简直是一派胡言!
这种男人婆谁敢要啊?
然而面对他的推脱。
嬴政却义正言辞的做主道:
“朕又没为汝等指婚。”
“只是打算让汝一见。”
“岂不闻。”
“邂逅相遇,适我愿兮?”
嬴政还拽上诗经了。
赢仙一脸郁闷。
心中吐槽道。
这都哪跟哪?
人家诗经说的不期而遇。
哪像你这父母之命媒妁之言。
“此事朕意以诀。”
“汝扭扭捏捏成何体统?”
“还不随汝师去往学艺?”
于是就这么着。
嬴政先入为主的。
为赢仙安排好了接下来的日程。
不出意外的话。
他将会在咸阳城里。
渡过一段难得的宁静时光。
这时。
时间已到了下午。
咸阳城的长公子府外。
一满面忧容,风韵犹存的贵妇。
双颊含泪。
正站在府邸门口。
眼巴巴的望着街巷尽头。
此女为扶苏之妻。
亦是赢仙生母王氏,俗名芯。
这一大早。
自家官人便领着幼子去往了宫城。
直至现在音信全无。
这可让她急的不行。
而在她身旁。
立着一位身形高大留着络腮胡的壮汉。
他依靠在门框上。
看着面前急的团团转的王芯。
揉揉了眼睛笑道:
“长公子乃陛下亲子。”
“陛下岂能害他?”
“尔便不要操这份闲心了。”
“想来公子与小公子。”
“当被陛下留在宫中就食了吧。”
听到这话。
王氏回头白了他一眼。
嗔道:
“汝这话说的轻巧!”
“吾相公吾子半日未得音讯。”
“你这身为姻伯的兄长!”
“竟无半点担忧!”
“反倒来劝我!”
“哼!”
“汝倒是能放得下心!”
“毕竟不是自家人对吗?”
“吾妹莫要如此说话嘛。

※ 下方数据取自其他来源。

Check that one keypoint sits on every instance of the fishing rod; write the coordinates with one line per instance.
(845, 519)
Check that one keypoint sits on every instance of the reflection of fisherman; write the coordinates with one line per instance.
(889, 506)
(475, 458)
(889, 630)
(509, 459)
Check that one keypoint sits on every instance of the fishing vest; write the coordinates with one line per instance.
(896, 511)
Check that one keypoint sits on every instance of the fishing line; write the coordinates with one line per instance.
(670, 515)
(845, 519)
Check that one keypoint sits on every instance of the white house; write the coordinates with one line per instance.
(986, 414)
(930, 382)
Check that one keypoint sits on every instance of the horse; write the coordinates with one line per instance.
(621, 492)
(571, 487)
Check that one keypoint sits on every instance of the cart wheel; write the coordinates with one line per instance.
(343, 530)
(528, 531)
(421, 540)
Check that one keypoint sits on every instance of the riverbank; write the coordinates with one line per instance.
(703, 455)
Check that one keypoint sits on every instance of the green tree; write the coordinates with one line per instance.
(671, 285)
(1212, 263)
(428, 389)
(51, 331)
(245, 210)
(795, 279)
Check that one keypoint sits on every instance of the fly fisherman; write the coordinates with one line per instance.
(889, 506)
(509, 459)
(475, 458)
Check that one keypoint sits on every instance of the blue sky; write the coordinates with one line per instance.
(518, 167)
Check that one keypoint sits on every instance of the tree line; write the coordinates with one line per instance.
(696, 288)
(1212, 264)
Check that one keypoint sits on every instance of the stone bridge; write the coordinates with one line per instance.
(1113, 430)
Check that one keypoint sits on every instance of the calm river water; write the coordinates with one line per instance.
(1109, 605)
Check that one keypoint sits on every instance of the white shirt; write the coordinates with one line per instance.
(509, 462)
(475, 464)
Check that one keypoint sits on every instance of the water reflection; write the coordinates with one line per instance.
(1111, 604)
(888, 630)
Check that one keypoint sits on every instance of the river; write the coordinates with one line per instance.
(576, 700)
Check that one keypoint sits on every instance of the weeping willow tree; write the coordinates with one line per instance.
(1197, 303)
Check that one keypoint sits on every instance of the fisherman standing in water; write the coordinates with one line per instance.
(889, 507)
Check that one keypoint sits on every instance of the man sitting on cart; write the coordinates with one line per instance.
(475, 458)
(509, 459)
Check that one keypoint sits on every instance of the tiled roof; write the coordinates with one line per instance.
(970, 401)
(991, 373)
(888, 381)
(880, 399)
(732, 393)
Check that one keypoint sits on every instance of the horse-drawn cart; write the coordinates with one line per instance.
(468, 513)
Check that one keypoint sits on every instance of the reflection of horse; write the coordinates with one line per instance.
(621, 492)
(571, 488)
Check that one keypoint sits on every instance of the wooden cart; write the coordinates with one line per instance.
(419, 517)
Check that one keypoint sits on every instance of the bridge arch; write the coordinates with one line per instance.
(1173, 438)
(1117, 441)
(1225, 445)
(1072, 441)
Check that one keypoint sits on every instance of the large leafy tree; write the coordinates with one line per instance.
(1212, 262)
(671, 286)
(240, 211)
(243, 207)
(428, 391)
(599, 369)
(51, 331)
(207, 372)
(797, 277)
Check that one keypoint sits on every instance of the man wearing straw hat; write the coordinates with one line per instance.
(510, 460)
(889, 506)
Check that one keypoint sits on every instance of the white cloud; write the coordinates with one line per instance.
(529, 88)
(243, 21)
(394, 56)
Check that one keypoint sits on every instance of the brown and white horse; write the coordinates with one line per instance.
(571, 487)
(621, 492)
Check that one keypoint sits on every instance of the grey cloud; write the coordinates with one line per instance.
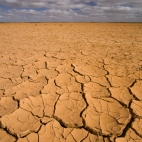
(72, 10)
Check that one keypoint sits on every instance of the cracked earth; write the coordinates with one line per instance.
(70, 82)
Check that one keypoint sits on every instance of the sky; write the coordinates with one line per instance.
(70, 10)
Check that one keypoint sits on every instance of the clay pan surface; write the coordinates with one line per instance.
(70, 82)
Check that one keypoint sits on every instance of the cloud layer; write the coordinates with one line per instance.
(71, 10)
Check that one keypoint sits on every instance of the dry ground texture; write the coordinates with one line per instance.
(70, 82)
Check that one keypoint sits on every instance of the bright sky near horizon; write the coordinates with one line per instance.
(70, 10)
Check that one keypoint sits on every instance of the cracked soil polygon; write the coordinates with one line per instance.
(106, 116)
(70, 82)
(137, 89)
(68, 109)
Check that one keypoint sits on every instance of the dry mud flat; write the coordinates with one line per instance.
(70, 82)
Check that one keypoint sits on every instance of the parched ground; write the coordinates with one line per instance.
(70, 82)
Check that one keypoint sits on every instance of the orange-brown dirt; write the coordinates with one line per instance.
(70, 82)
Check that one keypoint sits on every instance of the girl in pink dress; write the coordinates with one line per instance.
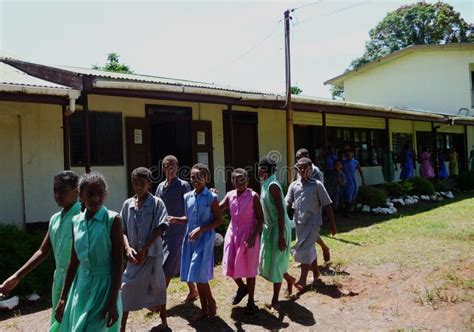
(426, 169)
(242, 240)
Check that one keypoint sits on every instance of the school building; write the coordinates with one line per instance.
(56, 117)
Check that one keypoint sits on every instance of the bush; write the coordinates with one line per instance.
(422, 186)
(372, 197)
(465, 180)
(16, 247)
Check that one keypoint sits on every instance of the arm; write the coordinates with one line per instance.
(110, 312)
(257, 208)
(224, 204)
(70, 274)
(35, 260)
(216, 223)
(276, 195)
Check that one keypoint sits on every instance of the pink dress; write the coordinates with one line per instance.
(426, 170)
(240, 261)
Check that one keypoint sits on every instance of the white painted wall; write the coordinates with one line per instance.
(431, 80)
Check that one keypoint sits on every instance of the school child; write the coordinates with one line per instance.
(202, 215)
(335, 182)
(351, 189)
(276, 233)
(242, 239)
(316, 174)
(93, 302)
(58, 239)
(172, 191)
(308, 198)
(144, 221)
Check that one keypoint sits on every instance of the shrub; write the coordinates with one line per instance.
(16, 247)
(465, 180)
(372, 197)
(422, 186)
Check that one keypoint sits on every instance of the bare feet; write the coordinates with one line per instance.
(326, 254)
(192, 296)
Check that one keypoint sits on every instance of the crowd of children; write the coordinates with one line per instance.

”
“为兄也只是觉得陛下不会加害公子。”
“方有此言不是?”
这壮汉正是王氏的长兄。
也是王翦的儿子。
通武侯王贲。
话说自扶苏大清早。
一生不吭的抱着赢仙前往宫城后。
满心担忧的王氏。
还以为扶苏出了什么事。
便拉来了自己兄长。
希望他能进宫为其求情。
这时。
正当二人争吵之余。
街巷尽头。
一辆五马并驾齐驱的青铜乘舆。
飘然而至。
王贲见状定睛一瞧。
当即便垂首身形站的笔直。
同时还急忙示意妹妹缄口。
这乘舆他自然不陌生。
整个咸阳城。
能用上这种排场的车架。
除了始皇帝本人外。
还无第二人。
乘舆两侧。
数百名披甲持戈。
来自黑冰台的铁鹰卫。
严整有序的护卫在侧。
王翦单乘一马。
走在队伍的最前方。
“坏了,可能真出事了!”
王贲见这一幕面色紧张。
立在他身旁的王氏。
听到兄长的话语。
更是吓得花容失色。
几欲昏厥。
二人谁都没敢抬头。
战战兢兢的立在原地。
甚至没有看见驾马走在排头的王翦。
后者行至府门外。
看到垂首默立于门边的二人。
便笑道:
“汝二人好灵通的消息。”
“啊?”
“啊?”
听到这话。
兄妹俩皆是一脸诧异。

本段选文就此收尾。